Diversity of dsDNA marine viral groups during winter in the Arctic Ocean north of Svalbard
Not peer reviewed
MetadataShow full item record
Extreme changes in light and cold water temperatures throughout the annual cycle in the Arctic Ocean create a unique habitat that selects for particular microorganisms - including marine viruses. This study investigated diversity of ecologically significant viral groups at two marine sampling stations during the dark period in the Arctic Ocean north of the Svalbard archipelago through pyrosequencing of signature genes.

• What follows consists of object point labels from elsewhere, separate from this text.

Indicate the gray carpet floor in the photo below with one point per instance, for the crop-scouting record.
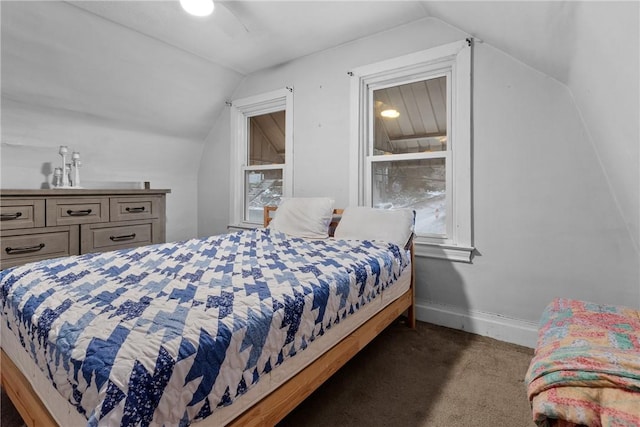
(431, 376)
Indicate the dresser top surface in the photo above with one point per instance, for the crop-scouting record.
(66, 192)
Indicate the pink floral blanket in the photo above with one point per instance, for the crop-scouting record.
(586, 368)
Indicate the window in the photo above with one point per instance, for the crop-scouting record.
(412, 144)
(261, 154)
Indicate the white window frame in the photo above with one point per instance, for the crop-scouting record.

Sequence data for three viral signature genes (g23, phoH, and MCP) were examined within the context of physical and biological environmental parameters to characterize the viral communities within several Arctic Ocean water masses of differing origin. Genotypic fingerprinting information from previous T4- like virus diversity investigations was used to explore phylogenetic relationships between Arctic Ocean g23 genotypes examined in this thesis to a global diversity of T4-like viruses isolated from various environments. Our findings show that marine viral communities exhibit dominant and rare types that vary proportionally in abundance between water masses, and that the available prokaryotic host communities vary similarly. The biogeographic examination showed that many of the dominant Arctic Ocean T4-like genotypes from this study are possibly endemic to the arctic, while others show similarity to globally distributed types, supporting the paradigm that local viral diversity may be high while also being low globally. Additionally, this study compared sequenced datasets of g23 amplicons from the same water samples generated using three widely- implemented sequencing platforms (Roche/454, Illumina, and Ion Torrent) in order to assess comparability of data from newer platforms for viral diversity investigations to pyrosequencing data. The platform comparison revealed that clustering of signature gene sequences into OTUs based on 90% similarity resulted in preservation of broad patterns in between-sample diversity, and also that sequence read data generated using Illumina appear most similar to Roche/454. The author therefore recommends the Illumina platform for continued use of primers for amplification of viral signature genes developed for pyrosequencing.